Les panneaux sont disponibles en trois dimensions, ainsi que les pattes de fixation et les bandes de rebordage. Concernant les panneaux standard, ils sont disponibles en 1,20 x 2,50 m (d’autres longueurs sur commande) pour une épaisseur de 58 mm. Prévoyez donc de les manipuler à deux : chaque panneau pèse tout de même 67 kg !

Même s’ils contiennent de la paille, ces panneaux ne sont pas assez épais pour être très isolants. Leur conductivité thermique (lambda) est de 0,113 W/mK, à peine au-dessus de celle du bois, mais bien meilleure que celle du Fermacell® seul (0,32 W/mK). Quant aux performances phoniques, l’indice d’affaiblissement acoustique annoncé (entre 27 et 30 dB) n’est pas très bon (32 dB pour une plaque de Fermacell®, 37 dB pour deux plaques de Placo® sur ossature métallique sans isolant). Il est valable pour une large gamme de fréquences et l’absorption reste à tester. Pour une cloison phonique, doublez les panneaux (affaiblissement de 49 dB) ou associez-les à d’autres matériaux.

Les panneaux se découpent à la scie à bois ou circulaire (24 dents ou moins). Prévoyez un équipement de protection : lunettes de protection, masque anti-poussière et gants.
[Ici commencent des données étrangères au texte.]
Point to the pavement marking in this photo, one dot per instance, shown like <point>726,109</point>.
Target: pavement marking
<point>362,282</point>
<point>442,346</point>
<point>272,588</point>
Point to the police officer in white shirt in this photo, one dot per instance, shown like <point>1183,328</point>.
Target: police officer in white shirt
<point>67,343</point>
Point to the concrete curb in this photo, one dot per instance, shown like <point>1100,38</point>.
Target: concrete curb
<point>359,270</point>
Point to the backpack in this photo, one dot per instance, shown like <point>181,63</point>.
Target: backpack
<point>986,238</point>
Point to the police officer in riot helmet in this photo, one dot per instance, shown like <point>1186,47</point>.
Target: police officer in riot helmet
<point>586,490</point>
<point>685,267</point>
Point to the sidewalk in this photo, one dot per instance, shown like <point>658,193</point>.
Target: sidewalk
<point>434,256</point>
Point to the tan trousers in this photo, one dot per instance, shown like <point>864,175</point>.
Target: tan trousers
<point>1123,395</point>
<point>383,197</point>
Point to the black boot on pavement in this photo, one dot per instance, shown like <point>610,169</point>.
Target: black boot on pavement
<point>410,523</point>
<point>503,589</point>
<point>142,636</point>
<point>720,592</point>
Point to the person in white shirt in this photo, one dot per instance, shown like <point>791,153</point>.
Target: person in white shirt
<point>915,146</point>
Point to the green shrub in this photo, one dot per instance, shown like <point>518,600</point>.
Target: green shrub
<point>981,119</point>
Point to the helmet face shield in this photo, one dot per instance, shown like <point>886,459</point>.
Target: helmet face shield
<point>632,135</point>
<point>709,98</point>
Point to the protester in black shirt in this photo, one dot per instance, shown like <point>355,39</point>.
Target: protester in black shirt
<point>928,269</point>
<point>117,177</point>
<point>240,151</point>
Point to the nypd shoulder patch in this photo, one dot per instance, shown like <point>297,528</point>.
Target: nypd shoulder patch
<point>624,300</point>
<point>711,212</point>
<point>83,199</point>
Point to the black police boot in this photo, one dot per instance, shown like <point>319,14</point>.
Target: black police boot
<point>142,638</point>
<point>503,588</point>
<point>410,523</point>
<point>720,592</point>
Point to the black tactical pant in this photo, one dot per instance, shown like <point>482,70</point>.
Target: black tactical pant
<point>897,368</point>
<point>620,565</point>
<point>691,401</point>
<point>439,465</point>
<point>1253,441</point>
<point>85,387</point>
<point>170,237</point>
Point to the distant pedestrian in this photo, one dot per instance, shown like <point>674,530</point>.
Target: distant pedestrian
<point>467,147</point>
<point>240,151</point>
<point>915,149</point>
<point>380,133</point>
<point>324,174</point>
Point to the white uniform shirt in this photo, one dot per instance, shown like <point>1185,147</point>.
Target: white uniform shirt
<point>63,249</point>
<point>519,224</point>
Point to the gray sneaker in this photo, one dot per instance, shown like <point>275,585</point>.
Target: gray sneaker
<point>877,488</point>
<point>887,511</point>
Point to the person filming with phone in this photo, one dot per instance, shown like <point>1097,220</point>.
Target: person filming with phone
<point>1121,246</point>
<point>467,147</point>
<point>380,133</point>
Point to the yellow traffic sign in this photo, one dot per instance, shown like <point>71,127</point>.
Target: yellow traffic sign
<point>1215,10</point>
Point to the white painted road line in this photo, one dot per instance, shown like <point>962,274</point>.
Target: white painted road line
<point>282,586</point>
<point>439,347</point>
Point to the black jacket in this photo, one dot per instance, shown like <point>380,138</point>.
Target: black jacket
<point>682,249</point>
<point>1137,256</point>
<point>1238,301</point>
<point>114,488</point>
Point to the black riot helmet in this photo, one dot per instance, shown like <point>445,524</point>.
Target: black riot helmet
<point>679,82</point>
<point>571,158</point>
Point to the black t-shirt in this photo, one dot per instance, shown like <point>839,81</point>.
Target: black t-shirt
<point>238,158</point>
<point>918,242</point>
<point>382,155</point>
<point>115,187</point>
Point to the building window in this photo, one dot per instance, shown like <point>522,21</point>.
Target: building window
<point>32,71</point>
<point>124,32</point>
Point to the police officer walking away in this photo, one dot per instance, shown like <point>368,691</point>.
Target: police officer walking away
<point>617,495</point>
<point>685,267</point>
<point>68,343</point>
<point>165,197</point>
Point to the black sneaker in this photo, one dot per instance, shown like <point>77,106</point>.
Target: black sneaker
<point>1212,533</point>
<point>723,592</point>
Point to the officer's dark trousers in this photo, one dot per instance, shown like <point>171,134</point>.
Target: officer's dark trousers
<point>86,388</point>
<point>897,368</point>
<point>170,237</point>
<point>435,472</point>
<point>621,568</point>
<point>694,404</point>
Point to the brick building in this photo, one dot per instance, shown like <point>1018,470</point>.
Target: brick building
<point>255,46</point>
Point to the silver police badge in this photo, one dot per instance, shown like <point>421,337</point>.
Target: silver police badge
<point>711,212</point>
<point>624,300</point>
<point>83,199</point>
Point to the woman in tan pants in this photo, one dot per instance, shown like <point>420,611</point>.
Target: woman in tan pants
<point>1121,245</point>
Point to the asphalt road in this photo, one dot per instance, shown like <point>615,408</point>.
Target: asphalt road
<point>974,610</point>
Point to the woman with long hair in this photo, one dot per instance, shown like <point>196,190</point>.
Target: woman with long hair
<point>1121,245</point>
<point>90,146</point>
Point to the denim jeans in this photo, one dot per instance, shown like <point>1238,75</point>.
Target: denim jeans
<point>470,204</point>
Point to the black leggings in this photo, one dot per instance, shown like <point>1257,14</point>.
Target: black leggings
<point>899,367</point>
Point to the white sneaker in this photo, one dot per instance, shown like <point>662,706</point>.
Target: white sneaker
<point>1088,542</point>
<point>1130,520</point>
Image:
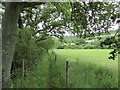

En effet, la paille sèche projetée est coupante et très pointue.

La mise en œuvre

Illustration d'un homme entrain de poser une semelle bois à la visseuse

La mise en œuvre commence par la pose d’une semelle bois (clouée ou vissée selon le support), de même largeur que la plaque (58 mm) et de 34 à 50 mm d’épaisseur. Même chose au plafond dans le cas d’un plafond déjà existant, avec une lambourde un peu moins épaisse.

Illustration de deux agrafes de fixation

Marquez la position du premier panneau contre le mur. Des agrafes de fixation spéciales sont prévues. De plus, les pattes orientables sur les côtés permettent différents types de fixations (dessin ci-dessus).

Illustration d'une répartition régulières des agrafes sur toute la hauteur de plaque

Vissez au mur quatre agrafes réparties de manière régulière sur toute la hauteur (dessin ci-dessus). Puis, appliquez un enduit-colle, ou de la colle Fermacell®, sur la tranche verticale du premier panneau, et mettez-le en place. Retirez les bavures. Sans omettre de fixer les pattes des agrafes aux panneaux avec des vis à bois de 4,5 x 50 mm.

Fixation du panneau sur la semelle

Ensuite, fixez le panneau sur la semelle et sur la lambourde au plafond, avec des vis à bois en biais. Pour y parvenir, fixez bien quatre agrafes, réparties sur la tranche verticale du premier panneau (dessin ci-dessus). Juste après, appliquez l’enduit colle sur la tranche du second panneau et mettez en place.

Illustration : action de visser

Pour cette dernière étape, repliez les pattes des agrafes en alternant sur chaque panneau, et vissez (dessin ci-dessus). N’installez pas plus de quatre plaques sans prévoir une lisse verticale pour renforcer la paroi.

Pour les joints entre les panneaux, collez des bandes de calicot (bandes adhésives) de 70 mm de large sur les joints. Pour finir, utilisez un enduit plâtre (les bords des panneaux sont amincis). Enduisez les deux faces le même jour pour éviter d’éventuelles déformations.